I've read a couple of books recently which assert that one's protagonist should be shown in his normal, everyday life BEFORE the inciting incident. This is to empower the reader to understand and sympathize with one's protagonist. Maybe there's some merit to that. However, I don't understand how to apply it in my current WIP. My story begins with an amnesiac older boy, the protagonist, waking up from a coma. His normal life exists before he enters the coma. No one knows who he is and no family claim him. He apparently survives a plane crash. Much later in the plot, the reader discovers that the boy is a space alien and his UFO crashed into a plane. How can I squeeze his normal life into the first fifty pages?

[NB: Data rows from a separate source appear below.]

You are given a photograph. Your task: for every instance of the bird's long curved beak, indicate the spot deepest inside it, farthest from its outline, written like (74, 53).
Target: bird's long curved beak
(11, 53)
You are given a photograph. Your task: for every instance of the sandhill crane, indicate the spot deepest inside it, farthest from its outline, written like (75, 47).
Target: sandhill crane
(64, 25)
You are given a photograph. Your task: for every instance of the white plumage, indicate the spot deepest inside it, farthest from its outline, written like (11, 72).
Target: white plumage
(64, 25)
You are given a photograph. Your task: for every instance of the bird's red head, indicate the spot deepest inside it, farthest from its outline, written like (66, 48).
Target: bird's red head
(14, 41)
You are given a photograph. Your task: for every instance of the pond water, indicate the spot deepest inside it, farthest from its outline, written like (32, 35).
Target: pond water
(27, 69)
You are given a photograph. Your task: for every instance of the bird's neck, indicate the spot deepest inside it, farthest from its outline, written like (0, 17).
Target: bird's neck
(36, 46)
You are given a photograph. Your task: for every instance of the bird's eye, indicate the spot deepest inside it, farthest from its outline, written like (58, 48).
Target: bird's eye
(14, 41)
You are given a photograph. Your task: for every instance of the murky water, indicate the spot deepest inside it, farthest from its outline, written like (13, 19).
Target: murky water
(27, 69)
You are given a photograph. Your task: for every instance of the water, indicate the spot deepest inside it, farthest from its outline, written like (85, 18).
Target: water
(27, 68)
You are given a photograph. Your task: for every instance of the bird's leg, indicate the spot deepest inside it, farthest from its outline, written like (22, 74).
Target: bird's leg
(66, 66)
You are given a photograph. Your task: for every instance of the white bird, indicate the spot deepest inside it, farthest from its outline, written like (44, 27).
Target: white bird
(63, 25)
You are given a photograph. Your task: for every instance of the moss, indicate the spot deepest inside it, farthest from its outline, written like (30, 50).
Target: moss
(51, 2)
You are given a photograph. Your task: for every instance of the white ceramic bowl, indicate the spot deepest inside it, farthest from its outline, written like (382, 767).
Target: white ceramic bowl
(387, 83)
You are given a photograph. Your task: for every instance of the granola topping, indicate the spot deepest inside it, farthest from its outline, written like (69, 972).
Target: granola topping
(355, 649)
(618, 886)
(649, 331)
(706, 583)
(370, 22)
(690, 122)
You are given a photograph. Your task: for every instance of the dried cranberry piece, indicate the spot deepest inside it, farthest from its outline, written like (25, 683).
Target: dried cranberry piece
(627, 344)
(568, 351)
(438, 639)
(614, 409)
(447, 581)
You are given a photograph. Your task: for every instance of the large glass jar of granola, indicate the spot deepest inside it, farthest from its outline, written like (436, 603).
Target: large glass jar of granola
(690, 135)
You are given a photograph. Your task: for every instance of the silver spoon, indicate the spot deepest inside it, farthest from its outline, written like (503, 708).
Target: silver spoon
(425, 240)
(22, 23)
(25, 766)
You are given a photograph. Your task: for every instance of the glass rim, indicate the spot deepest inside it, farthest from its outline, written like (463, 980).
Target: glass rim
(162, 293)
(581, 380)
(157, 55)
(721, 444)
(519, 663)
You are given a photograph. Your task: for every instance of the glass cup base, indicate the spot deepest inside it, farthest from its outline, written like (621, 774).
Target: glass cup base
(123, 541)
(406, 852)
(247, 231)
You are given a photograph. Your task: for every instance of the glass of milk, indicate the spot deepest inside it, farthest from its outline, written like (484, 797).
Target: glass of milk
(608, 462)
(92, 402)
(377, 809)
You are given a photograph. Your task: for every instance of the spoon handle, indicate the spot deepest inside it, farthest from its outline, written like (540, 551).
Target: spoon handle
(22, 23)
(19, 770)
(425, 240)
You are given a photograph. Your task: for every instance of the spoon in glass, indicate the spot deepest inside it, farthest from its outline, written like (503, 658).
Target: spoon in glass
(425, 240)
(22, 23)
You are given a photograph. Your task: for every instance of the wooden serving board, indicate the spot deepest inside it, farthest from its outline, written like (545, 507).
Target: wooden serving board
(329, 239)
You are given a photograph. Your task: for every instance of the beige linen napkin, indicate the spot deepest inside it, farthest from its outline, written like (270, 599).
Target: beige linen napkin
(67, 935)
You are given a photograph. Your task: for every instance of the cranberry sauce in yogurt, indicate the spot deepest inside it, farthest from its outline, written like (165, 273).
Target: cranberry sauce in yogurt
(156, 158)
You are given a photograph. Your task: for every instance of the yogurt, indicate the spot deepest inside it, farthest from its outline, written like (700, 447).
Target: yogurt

Don't force something where it doesn't belong. The "normal life before the inciting incident" thing is formula. Which doesn't mean it's bad. It just means it's formula. Just like having the hero hit his/her low point at the end of the second act. There's a place for it, and then there are places where it doesn't belong. It sounds like your story benefits from the "normal" life being kept hidden and slowly revealed over time. That's a perfectly valid way of doing it, too. Keep storytelling strategies like these in mind, absolutely. But don't feel beholden to them. As for whether or not it'll work...write it and let some beta readers tell you if you've pulled it off or not. That's what they're for.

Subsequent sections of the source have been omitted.